West Coast Editor

Awaiting an FDA decision due this fall on Attenace to treat attention-deficit/hyperactivity disorder in children and adolescents, Cephalon Inc. sealed a co-promotion deal for the product with McNeil Consumer & Specialty Pharmaceuticals Inc.

Cephalon's stock (NASDAQ:CEPH) closed Thursday at $42.54, up $2.02.

Under the terms of the agreement with McNeil, which is a division of McNeil-PPC Inc. and a unit of New Brunswick, N.J.-based Johnson & Johnson, more than 300 McNeil sales representatives who sell J&J's ADHD product Concerta (methylphenidate) as extended-release tablets will promote once-daily Attenace in the U.S., primarily to pediatric specialists.

"McNeil, with Concerta, is considered the market leader," said Robert Grupp, vice president of corporate affairs for Frazer, Pa.-based Cephalon. "Lilly's out there, too, and Shire."

Cephalon, for its part, will deploy about 400 sales reps to promote Attenace to psychiatrists, neurologists, primary care physicians and others, which means the combined effort will have about 700 staffers pushing the compound.

The co-promotion pact will run for up to three years following the launch of Attenace, and Cephalon will pay McNeil commission fees calculated as a percentage of annual net sales.

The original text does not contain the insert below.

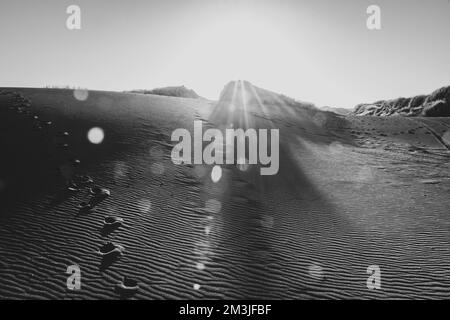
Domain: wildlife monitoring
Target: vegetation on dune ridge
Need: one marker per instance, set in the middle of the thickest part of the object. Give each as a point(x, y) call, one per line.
point(175, 91)
point(436, 104)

Cephalon keeps all responsibility for the development, manufacture, distribution and sale of Attenace.

Cephalon "deliberately didn't get into" further details during a conference call, Grupp told BioWorld Today, "and in terms of the market opportunity, we haven't gone there yet. But statistics show about 30 percent of patients in the ADHD market are dissatisfied with their current therapy and looking for other options."

The non-stimulant Attenace could be just the ticket. Formulated in strengths of 85 mg, 170 mg, 255 mg, 340 mg and 425 mg, it can be tailored to the needs of individual children and adolescents. The drug's active ingredient is modafinil, already sold in 100-mg and 200-mg pills as Provigil, for excessive sleepiness associated with narcolepsy, obstructive sleep apnea/hypopnea syndrome and shift-work sleep disorder.

"It's been on the market since the early 1990s, so it has a positive safety profile," Grupp noted.

Attenace's supplemental new drug application bears a PDUFA date of Oct. 20.

Cephalon has done more work with modafinil. This spring, the company filed a new drug application for Nuvigil (armodafinil), the second generation of Provigil. A single-isomer version of modafinil, Nuvigil targets the same disorders, but stays active longer. (See BioWorld Today, April 4, 2005.)

"We're looking at an early 2006 launch for that," Grupp said.

The firm has two compounds in Phase III trials, including the approved seizure drug Gabitril, which is being tested against generalized anxiety disorder.

"We're looking at the first half of next year" to submit an NDA, he said.

Oravescent fentanyl for breakthrough cancer pain, acquired through the $515 million buyout of CIMA Labs Inc., of Eden Prairie, Minn., yielded positive Phase III data this spring and is up for approval late next year. (See BioWorld Today, Nov. 5, 2003, and May 6, 2005.)

"We've said we're going to file this quarter and we're on track to do that," he said.

With Alkermes Inc., of Cambridge, Mass., Cephalon has a 50-50 profit-sharing deal for Vivitrex (naltrexone), a drug for alcohol dependence. The agreement, entered two months ago, is worth an additional $480 million in up-front and milestone payments. (See BioWorld Today, June 27, 2005.)

"Alkermes has that filed and they expect to get a response this fall," Grupp said.